Using mirroring

Mirroring enables messages in one Event Streams service instance to be continuously copied to a second instance. Application resilience can be improved by using mirroring as if the first service instance becomes unavailable, applications can reconnect to the second instance and continue their normal operation.

This feature is part of the fully managed service and can only be used between service instances that use the Event Streams Enterprise plan.

Features of mirroring:

Mirror topics, message data, and consumer group offsets between two Event Streams service instances, which can be provisioned in different IBM Cloud accounts.
SLA of 99.99% availability, consistent with the Event Streams service.
Can be monitored using IBM Cloud® Monitoring.

Limitations of mirroring:

Unidirectional: Data can only be mirrored in one direction at a time between a pair of service instances. This means that mirroring offers a "active-passive" style of high availability, not "active-active".
Asynchronous: Messages must be successfully produced to the source instance before they can be mirrored to the target instance. This means that when a failure occurs, the target cluster may not have all messages up to the exact point of failure due to replication lag and some message data may be lost.
At-least-once message consumption: When a consumer moves between instances, it may need to reprocess messages that it has already processed.

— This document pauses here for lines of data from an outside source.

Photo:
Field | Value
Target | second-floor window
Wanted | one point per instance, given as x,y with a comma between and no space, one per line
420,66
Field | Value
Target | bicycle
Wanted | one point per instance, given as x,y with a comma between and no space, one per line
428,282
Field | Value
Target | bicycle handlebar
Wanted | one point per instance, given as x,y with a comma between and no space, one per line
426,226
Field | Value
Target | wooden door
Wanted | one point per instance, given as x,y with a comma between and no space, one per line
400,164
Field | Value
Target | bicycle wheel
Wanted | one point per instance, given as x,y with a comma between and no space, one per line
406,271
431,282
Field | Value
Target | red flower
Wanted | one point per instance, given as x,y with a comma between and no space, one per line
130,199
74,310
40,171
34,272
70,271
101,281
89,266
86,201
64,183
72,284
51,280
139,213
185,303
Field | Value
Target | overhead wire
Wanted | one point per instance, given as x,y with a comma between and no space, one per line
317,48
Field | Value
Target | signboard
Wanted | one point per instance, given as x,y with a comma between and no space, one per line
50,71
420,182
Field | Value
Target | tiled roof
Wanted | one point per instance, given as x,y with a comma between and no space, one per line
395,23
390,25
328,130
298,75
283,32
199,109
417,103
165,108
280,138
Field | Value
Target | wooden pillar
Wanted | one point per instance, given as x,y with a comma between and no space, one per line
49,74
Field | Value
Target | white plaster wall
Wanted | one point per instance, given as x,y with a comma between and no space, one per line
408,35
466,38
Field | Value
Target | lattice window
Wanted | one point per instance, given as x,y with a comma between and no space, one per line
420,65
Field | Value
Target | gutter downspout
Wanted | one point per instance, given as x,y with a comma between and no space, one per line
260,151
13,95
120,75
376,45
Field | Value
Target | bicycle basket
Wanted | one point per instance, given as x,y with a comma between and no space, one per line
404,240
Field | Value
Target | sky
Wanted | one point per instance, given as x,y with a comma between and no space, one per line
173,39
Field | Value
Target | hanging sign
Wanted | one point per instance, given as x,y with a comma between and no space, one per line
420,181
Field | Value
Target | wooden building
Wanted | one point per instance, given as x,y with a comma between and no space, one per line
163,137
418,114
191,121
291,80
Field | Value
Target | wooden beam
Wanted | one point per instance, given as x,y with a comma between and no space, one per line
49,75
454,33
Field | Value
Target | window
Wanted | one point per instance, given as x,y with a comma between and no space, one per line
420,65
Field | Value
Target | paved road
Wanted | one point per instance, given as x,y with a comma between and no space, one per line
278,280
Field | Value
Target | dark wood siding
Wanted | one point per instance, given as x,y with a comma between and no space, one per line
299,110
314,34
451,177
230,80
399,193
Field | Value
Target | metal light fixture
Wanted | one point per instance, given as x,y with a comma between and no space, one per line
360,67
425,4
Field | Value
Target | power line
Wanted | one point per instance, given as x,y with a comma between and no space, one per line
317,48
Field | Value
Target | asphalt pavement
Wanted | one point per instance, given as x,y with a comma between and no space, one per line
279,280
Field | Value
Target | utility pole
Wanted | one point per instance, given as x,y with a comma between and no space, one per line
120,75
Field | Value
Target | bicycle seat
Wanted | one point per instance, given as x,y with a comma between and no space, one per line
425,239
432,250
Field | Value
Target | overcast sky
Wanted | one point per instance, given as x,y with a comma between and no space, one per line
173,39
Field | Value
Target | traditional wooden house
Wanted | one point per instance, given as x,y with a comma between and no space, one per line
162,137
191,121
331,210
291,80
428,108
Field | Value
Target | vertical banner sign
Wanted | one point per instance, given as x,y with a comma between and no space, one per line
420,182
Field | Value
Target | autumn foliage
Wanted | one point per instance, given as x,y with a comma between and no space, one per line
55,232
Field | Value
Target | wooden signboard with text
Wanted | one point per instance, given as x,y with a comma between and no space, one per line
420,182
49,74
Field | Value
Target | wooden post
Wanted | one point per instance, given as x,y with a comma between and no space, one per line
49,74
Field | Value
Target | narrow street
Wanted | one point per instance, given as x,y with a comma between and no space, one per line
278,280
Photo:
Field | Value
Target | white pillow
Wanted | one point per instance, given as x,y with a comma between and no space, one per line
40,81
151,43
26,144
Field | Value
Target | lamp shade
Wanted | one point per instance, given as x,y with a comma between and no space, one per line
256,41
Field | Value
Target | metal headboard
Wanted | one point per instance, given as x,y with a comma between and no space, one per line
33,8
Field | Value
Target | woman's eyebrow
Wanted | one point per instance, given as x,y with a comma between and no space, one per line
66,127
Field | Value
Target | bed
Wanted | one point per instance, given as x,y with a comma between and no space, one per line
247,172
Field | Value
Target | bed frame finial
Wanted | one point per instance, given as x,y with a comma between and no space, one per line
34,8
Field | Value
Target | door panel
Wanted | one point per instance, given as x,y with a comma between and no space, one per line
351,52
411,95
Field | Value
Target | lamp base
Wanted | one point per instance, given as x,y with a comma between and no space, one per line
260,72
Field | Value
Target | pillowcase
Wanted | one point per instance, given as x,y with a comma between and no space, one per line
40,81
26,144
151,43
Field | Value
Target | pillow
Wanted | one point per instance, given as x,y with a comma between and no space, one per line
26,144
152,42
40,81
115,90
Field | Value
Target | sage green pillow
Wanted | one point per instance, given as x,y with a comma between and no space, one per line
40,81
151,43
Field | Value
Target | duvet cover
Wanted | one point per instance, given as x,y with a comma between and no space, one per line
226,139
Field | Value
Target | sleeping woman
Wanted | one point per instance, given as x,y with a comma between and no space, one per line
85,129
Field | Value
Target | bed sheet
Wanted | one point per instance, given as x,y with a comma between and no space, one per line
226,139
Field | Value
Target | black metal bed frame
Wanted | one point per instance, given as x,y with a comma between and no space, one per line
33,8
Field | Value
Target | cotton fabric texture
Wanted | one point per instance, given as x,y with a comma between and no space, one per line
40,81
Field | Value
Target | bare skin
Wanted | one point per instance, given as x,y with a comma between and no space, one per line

Before you start mirroring, consider the following points:

Applications may need to be modified to best take advantage of mirroring.
Ensure there is sufficient capacity available for the network traffic used to mirror data between instances.

To enable mirroring, see Mirroring setup guide.

Mirroring overview

Mirroring of selected topics happens between two clusters and is unidirectional, meaning data is mirrored in one direction from a single source cluster to a single target cluster. Each cluster has a mirroring alias. In this document, A is used for the source cluster alias and B for the target cluster alias. The aliases are configurable when mirroring is enabled, so for example, they could be "us-south" and "us-east".

A topic called mytopic from the source cluster (A) appears on the target cluster (B) as mytopic.A indicating it originates from A. This type of topic is called a remote topic because it originates from the remote (source) cluster. In contrast, any topics that are directly created on the target cluster by users are called local topics.

To select which topics are mirrored, a regular expression pattern can be configured by using Mirroring User Controls.

Mirroring automatically translates consumer offsets between the source and target instances. In previous versions of Event Streams, consumers had to use a special topic called A.checkpoints.internal (where A is the alias of the source cluster). This is no longer necessary, however the checkpoint topic continues to be created and updated by the mirroring process for backwards compatibility with existing applications. Applications that wish to make use of the checkpoints topic can use the Kafka MirrorClient to simplify access to the data held on this topic

Finally, because of the naming of remote topics:

Avoid using cluster aliases as part of the Kafka resource names.
Ensure that the remote topic name (e.g. source topic and source cluster alias) does not exceed the length limit for Kafka topics (249 characters). If a remote topic name exceeds this limit, messages will not be mirrored for the topic.

Capacity planning

Both the network usage and geographical location of the source and target service instances must be considered when you plan capacity.

Network bandwidth

The network bandwidth needed to mirror the selected topics must be considered in the bandwidth allowance of both the source and target service instances. For example, if 10 MB/s of message traffic is produced by applications in the source service instance to the mirrored topics, an extra 10 MB/s of outgoing bandwidth is required to mirror these messages into the target instance. This must be allowed for alongside any existing outgoing bandwidth that is already used by consuming applications. The monitoring dashboards can be used to determine the network usage in a service instance. For more information, see Monitoring Event Streams metrics.

Geographical location

As with any networking, the maximum achievable throughput is a factor of the distance over which the data is transmitted (due to the increasing latency and packet loss). This affects the maximum throughput that can be achieved between the source and target instances. Place the target service instances in as geographically close location as possible to the source.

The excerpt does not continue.